E

952 98 32
                                    

"Aku kangen kamu. Kenapa kamu milih dia ketimbang aku?"

Gue masih diam setelah lima belas menit bertemu. Yang gue lakuin memandang dia, dia menuang bir ke gelas lalu meminumnya lagi dan lagi seperti itu. Gue yakin gue gila, seumur hidup gue baru memasuki tempat terlarang ini.
Setelah gue bertemu teman se SMA gue, fano menghubungi gue. Meminta gue menjemputnya di tempat ini, di sofa pojok sebuah bar mini.

"Ki.. aku masih pake jam tangan pemberian kamu lho, jujur aku masih sangat mencintai kamu. Aku masih menjadikan kamu ratu di hatiku ki"

Jujur. Ada satu detik bahagia mendengarnya.

"Tapi kenapa kamu milih dia dibanding aku ki? Aku kurang apa?" Tanyanya frustasi. Tangannya meraih tangan gue ke dalam genggamannya. Gue mencoba melepas tapi sulit. Gue menatap sekeliling, untung bar masih sepi karena baru buka setelah maghrib. Genggamannya mengerat "jawab aku ki ! Apa kurangnya aku buat kamu?!"
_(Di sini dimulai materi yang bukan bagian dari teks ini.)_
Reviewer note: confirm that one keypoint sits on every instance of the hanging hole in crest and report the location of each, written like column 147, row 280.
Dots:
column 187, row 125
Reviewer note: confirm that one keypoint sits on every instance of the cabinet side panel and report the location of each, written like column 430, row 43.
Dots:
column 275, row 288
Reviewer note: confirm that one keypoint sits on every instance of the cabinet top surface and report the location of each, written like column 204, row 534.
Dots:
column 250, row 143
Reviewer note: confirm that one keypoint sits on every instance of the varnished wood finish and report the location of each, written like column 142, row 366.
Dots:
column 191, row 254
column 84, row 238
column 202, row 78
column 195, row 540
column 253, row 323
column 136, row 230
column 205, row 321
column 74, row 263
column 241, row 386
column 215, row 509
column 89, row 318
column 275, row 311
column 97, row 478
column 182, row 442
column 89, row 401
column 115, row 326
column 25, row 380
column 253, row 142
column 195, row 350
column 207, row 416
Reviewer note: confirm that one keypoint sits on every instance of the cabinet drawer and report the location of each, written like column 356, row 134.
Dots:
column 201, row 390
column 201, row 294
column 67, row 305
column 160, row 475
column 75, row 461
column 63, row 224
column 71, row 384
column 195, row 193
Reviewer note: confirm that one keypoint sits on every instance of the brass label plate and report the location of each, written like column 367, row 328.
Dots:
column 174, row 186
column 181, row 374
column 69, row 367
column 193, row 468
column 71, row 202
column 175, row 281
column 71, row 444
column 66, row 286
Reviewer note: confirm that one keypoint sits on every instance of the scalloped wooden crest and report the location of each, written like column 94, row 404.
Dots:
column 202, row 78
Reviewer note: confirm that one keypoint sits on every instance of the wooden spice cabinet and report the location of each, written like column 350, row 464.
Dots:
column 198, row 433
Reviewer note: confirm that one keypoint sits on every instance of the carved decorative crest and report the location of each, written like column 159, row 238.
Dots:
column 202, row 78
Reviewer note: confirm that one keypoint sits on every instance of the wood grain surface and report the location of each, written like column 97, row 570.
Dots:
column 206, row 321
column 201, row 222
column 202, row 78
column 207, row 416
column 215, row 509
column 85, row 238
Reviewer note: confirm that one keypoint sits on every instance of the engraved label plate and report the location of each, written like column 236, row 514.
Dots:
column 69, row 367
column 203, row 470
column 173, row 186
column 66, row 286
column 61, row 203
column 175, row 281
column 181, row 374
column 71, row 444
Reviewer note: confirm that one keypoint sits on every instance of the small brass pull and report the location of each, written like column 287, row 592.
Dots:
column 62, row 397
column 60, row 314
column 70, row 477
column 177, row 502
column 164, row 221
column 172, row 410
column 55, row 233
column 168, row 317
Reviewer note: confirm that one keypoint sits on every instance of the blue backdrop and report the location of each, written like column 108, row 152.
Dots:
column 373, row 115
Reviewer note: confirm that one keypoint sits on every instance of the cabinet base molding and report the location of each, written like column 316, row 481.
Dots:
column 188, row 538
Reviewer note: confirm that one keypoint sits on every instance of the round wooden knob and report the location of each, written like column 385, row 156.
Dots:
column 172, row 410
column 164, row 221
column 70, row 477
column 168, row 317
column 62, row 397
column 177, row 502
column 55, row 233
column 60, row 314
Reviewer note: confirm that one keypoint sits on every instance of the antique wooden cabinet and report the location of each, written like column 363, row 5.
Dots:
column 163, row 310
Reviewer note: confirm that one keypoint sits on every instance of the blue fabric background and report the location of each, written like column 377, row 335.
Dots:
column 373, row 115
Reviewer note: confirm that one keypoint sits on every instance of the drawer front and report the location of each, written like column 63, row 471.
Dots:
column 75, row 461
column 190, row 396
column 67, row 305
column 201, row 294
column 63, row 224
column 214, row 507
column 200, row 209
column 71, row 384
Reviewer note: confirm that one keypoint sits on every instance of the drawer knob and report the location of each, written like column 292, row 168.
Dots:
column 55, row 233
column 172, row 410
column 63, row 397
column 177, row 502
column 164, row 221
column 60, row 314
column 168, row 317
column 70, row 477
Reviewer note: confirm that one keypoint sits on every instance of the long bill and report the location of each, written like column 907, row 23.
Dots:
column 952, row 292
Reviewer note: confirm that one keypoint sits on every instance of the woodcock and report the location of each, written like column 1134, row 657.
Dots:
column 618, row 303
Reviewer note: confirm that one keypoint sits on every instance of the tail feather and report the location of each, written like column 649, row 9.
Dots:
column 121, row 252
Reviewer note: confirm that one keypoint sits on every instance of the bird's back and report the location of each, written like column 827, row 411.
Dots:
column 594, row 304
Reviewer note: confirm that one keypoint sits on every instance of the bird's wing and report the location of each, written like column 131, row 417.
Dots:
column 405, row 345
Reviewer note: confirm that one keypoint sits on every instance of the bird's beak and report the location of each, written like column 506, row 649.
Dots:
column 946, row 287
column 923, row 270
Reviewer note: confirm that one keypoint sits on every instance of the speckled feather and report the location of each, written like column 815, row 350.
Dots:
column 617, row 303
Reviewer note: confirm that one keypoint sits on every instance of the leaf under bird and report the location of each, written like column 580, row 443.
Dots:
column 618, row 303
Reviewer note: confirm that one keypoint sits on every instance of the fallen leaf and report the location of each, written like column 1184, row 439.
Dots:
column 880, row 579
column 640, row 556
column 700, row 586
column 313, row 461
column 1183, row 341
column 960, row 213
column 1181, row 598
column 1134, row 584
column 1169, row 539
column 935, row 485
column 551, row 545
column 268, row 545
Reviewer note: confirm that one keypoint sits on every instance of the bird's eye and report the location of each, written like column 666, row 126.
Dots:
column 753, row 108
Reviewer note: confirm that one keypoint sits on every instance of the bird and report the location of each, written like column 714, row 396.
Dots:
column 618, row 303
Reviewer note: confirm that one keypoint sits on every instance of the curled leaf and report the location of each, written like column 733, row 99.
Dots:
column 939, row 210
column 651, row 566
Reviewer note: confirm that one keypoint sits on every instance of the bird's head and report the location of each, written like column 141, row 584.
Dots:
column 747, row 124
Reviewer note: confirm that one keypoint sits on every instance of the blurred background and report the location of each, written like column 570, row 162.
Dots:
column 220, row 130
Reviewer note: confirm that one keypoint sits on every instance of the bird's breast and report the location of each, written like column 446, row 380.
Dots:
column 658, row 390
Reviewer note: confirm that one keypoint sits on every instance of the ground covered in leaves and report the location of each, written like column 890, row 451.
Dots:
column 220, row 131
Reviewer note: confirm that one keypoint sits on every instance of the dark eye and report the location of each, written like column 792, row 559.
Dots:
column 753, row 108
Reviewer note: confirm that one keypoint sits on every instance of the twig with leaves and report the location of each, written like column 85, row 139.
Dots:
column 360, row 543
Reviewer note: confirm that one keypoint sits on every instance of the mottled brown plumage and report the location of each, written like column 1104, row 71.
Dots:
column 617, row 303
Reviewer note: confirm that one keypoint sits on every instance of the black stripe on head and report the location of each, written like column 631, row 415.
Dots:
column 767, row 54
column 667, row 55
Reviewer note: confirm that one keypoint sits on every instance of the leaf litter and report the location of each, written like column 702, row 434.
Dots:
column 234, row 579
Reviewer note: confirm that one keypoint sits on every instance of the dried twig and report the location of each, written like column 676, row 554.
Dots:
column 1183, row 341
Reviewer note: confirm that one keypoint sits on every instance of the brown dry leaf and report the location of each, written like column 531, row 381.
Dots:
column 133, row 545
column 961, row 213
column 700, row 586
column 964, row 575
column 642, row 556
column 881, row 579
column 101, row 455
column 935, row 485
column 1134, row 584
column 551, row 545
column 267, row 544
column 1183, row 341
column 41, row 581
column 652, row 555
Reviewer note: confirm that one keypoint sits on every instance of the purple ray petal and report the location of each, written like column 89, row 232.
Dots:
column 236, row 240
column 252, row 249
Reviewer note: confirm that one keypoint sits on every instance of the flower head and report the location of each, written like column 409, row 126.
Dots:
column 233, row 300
Gue masih tetap diam. Namun juga masih berusaha melepas genggamannya. Tiba tiba tangan gue dia kebaskan "kamu fikir kamu sempurna? Kamu cantik? Kamu itu layaknya upik abu dimata aku ! Kamu murahan !"

Gue tergelak. Menatap fano nggak percaya. "Loe itu sok suci ! Pacaran macam apa cuma sebatas itu, gue juga butuh asupan. Loe itu cuma pinter ngatur, ngelarang padahal loe nggak tau apa yang gue inginin."

"Maksud loe apa?"

"Gue juga pengen bebas bangs*t ! Gue tertekan pacaran sama loe. Disaat gue butuh perlindungan, tapi yang gue dapetin dari loe hanya kekangan. Gue butuh minum, gue butuh merokok, gue butuh.." fano maju sedikit lalu berbisik pelan "seks"

"Gue antar pulang, loe udah mabuk"

Fano menepis tangan gue "gue nggak mabuk jal*ang. Gue cuma butuh loe ngertiin gue sekali saja.."

"Gue.. penasaran rasa tubuh loe, jangan jangan si bangs*t itu udah merasakan?"

Gue langsung menamparnya, namun fano hanya menyeringai. "Loe itu sampah yukia.. pacaran lima tahun itu berasa neraka bagi gue, apalagi setelah melihat loe tunangan sama dia. Loe ibarat upil bagi gue."

Anjir. Bangke. Monyet.
Ingin rasanya gue mengumpat tepat depan wajah fano.

Lama lama di sini gue makin sakit hati. Gue memutuskan untuk pergi tetapi fano menarik tangan gue untuk duduk kembali . Telunjuknya menari nari di wajah gue, menyusurinya dengan sangat pelan dan berakhir di bibir kemudian wajahnya semakin maju. Belum sampai, gue melengos membuat fano terkekeh. "Kenapa? Ciuman gue masih sama enaknya sayang.. ah iya, apa ciuman rio lebih mengenakan dibanding gue?"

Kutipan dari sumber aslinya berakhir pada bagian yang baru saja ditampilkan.